We do not consider duplicate entries in the associative memory. This can be handled
by some rather straightforward circuitry, but is not done in associative caches.

Associative Cache

We now focus on cache memory, returning to virtual memory only at the end.
Primary memory = Cache Memory (assumed to be one level)
Secondary memory = Main DRAM

Assume a number of cache lines, each holding 16 bytes. Assume a 24–bit address.

The simplest arrangement is an associative cache. It is also the hardest to implement.

Divide the 24–bit address into two parts: a 20–bit tag and a 4–bit offset.

Bits	23 – 4	3 – 0
Fields	Tag	Offset

A cache line in this arrangement would have the following format.

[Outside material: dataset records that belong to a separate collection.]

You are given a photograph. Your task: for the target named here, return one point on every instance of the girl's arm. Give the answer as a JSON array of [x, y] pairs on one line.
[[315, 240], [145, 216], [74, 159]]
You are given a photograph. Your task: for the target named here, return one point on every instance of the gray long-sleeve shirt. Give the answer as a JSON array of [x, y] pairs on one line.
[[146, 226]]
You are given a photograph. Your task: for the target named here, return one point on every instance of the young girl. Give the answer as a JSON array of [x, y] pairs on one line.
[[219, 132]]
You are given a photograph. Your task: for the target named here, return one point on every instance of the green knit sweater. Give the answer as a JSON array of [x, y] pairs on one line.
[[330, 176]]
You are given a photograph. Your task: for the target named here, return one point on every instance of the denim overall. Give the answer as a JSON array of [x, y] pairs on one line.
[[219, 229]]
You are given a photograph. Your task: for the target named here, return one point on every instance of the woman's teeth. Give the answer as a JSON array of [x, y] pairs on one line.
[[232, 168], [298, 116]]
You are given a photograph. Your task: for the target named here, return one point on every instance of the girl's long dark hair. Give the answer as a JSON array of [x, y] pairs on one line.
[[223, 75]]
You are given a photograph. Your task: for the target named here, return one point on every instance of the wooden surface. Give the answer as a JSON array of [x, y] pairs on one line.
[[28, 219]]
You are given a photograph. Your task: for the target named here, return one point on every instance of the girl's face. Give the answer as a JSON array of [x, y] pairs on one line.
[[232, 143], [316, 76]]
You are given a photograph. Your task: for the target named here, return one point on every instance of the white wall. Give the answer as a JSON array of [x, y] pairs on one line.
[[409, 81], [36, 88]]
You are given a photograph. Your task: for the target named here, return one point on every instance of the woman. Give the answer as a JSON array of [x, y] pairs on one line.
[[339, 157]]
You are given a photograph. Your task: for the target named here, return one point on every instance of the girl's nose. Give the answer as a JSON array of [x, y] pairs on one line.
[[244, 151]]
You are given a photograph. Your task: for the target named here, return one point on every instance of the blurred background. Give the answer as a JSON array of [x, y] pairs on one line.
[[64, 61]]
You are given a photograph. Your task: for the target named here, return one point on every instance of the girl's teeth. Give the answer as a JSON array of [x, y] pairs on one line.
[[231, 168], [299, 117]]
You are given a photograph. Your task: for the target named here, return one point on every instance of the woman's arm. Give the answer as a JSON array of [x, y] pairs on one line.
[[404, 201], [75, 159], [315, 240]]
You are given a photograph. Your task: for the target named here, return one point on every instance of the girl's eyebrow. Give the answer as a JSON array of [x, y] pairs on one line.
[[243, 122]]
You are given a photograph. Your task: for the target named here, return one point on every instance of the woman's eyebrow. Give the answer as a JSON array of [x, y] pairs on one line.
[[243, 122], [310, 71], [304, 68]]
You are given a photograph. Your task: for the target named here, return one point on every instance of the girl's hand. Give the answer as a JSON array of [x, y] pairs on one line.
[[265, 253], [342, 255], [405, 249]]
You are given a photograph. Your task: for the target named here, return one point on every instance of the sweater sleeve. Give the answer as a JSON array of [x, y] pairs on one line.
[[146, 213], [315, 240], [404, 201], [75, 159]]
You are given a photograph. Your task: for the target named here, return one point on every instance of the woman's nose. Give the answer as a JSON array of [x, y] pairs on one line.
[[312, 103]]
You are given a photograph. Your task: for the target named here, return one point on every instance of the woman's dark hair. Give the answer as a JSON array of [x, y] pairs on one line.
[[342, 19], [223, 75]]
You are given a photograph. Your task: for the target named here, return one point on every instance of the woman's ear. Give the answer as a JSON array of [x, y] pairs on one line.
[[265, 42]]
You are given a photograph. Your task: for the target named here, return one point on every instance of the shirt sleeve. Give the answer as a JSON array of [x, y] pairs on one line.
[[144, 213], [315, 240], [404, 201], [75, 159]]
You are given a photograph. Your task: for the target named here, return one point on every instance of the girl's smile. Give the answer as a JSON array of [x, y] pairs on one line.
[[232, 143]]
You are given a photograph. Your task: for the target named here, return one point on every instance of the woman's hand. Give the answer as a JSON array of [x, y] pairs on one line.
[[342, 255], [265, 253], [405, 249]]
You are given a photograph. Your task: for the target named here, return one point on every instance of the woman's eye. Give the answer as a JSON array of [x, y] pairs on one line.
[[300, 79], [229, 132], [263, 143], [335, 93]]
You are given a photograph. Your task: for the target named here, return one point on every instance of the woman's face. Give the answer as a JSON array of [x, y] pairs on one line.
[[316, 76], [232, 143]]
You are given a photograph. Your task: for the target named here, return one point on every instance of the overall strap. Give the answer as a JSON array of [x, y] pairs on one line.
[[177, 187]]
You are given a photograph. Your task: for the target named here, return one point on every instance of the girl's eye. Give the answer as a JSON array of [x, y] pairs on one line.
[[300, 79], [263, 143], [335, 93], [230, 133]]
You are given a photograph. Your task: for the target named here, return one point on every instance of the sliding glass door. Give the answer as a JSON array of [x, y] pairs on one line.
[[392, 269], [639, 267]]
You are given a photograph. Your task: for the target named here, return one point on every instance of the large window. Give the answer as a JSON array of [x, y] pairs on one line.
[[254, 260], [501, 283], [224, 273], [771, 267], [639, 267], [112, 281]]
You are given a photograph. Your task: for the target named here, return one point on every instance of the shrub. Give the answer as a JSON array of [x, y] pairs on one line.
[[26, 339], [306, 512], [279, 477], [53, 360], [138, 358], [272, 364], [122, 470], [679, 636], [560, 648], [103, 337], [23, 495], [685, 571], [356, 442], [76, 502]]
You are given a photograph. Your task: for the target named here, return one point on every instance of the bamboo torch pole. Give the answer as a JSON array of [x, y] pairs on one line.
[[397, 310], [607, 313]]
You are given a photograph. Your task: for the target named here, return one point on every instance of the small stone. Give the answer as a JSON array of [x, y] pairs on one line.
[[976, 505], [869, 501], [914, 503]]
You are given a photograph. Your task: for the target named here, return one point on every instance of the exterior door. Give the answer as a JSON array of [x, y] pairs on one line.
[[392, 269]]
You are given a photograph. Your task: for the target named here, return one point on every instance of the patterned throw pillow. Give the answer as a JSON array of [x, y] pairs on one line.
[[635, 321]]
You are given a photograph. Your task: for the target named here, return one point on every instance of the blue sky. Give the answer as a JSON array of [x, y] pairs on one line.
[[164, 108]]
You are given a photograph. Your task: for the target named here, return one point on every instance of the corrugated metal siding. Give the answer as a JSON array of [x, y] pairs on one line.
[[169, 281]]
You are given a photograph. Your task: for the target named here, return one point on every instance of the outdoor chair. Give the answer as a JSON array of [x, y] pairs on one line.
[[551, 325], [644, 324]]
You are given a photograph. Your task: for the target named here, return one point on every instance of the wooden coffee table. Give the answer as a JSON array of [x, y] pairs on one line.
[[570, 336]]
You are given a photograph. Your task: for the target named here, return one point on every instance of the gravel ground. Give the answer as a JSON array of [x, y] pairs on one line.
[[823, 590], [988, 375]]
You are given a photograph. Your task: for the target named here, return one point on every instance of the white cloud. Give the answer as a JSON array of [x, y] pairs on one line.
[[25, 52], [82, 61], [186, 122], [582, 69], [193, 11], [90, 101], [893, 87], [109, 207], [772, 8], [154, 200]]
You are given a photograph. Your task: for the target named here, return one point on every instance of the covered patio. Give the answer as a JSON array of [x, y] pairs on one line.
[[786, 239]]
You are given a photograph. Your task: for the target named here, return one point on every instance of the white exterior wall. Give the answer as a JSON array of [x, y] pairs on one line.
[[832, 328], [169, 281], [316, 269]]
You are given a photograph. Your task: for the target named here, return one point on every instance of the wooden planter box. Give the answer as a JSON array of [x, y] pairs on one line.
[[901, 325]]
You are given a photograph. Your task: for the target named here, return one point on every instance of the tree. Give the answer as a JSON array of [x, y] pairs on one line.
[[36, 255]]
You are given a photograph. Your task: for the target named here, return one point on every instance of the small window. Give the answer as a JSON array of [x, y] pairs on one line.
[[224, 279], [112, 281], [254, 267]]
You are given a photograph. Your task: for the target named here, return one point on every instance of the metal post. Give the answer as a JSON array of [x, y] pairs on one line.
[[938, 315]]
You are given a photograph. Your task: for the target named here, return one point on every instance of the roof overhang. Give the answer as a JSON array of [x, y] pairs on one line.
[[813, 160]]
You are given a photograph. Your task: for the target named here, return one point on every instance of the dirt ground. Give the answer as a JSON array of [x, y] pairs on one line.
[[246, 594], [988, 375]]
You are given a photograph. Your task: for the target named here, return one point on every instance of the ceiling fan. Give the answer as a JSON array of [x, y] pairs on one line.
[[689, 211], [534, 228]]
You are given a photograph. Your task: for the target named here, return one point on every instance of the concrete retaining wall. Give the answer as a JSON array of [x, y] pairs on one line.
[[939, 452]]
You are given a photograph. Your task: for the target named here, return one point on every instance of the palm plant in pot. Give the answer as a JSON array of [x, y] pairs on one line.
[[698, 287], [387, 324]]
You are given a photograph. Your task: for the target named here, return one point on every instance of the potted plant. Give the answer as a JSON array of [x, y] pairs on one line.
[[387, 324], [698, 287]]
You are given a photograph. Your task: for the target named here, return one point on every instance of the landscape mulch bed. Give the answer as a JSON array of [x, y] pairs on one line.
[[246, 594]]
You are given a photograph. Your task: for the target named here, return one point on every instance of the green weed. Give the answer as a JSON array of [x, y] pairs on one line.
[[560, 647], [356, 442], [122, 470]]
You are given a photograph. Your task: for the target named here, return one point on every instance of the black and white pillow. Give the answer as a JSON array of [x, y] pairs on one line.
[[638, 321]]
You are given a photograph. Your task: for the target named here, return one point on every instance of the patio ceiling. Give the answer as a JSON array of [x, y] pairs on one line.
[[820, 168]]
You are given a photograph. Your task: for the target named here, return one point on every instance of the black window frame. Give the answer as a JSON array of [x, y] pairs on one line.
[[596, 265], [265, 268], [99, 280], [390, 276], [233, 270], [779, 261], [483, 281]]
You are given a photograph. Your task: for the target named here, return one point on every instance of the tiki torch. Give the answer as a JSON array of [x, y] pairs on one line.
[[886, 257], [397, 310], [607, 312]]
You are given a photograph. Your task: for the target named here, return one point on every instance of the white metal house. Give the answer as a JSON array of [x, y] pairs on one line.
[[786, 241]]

D bit	V Bit	Tag	16 indexed entries
0	1	0xAB712	M[0xAB7120] … M[0xAB712F]

The placement of the 16 byte block of memory into the cache would be determined by
a cache line replacement policy. The policy would probably be as follows:
1. First, look for a cache line with V = 0. If one is found, then it is “empty”
and available, as nothing is lost by writing into it.

2. If all cache lines have V = 1, look for one with D = 0. Such a cache line
can be overwritten without first copying its contents back to main memory.

Direct–Mapped Cache

This is simplest to implement, as the cache line index is determined by the address.

Assume 256 cache lines, each holding 16 bytes. Assume a 24–bit address.
Recall that 256 = 2⁸, so that we need eight bits to select the cache line.

Divide the 24–bit address into three fields: a 12–bit explicit tag, an 8–bit line number,
and a 4–bit offset within the cache line. Note that the 20–bit memory tag is divided
between the 12–bit cache tag and 8–bit line number.

Bits	23 – 12	11 – 4	3 – 0
Cache View	Tag	Line	Offset
Address View	Block Number		Offset

Consider the address 0xAB7129. It would have
                Tag =      0xAB7
                Line =     0x12
                Offset =   0x9

Again, the cache line would contain M[0xAB7120] through M[0xAB712F].
The cache line would also have a V bit and a D bit (Valid and Dirty bits).

This simple implementation often works, but it is a bit rigid. An design that is a blend
of the associative cache and the direct mapped cache might be useful.

Set–Associative Caches

An N–way set–associative cache uses direct mapping, but allows a set of N memory
blocks to be stored in the line. This allows some of the flexibility of a fully associative
cache, without the complexity of a large associative memory for searching the cache.

Suppose a 2–way set–associative implementation of the same cache memory.

Again assume 256 cache lines, each holding 16 bytes. Assume a 24–bit address.
Recall that 256 = 2⁸, so that we need eight bits to select the cache line.

Consider addresses 0xCD4128 and 0xAB7129. Each would be stored in cache line
0x12. Set 0 of this cache line would have one block, and set 1 would have the other.

Entry 0

Entry 1

Tag

Contents

Tag

Contents

0xCD4

M[0xCD4120] to

M[0xCD412F]

0xAB7

M[0xAB7120] to M[0xAB712F]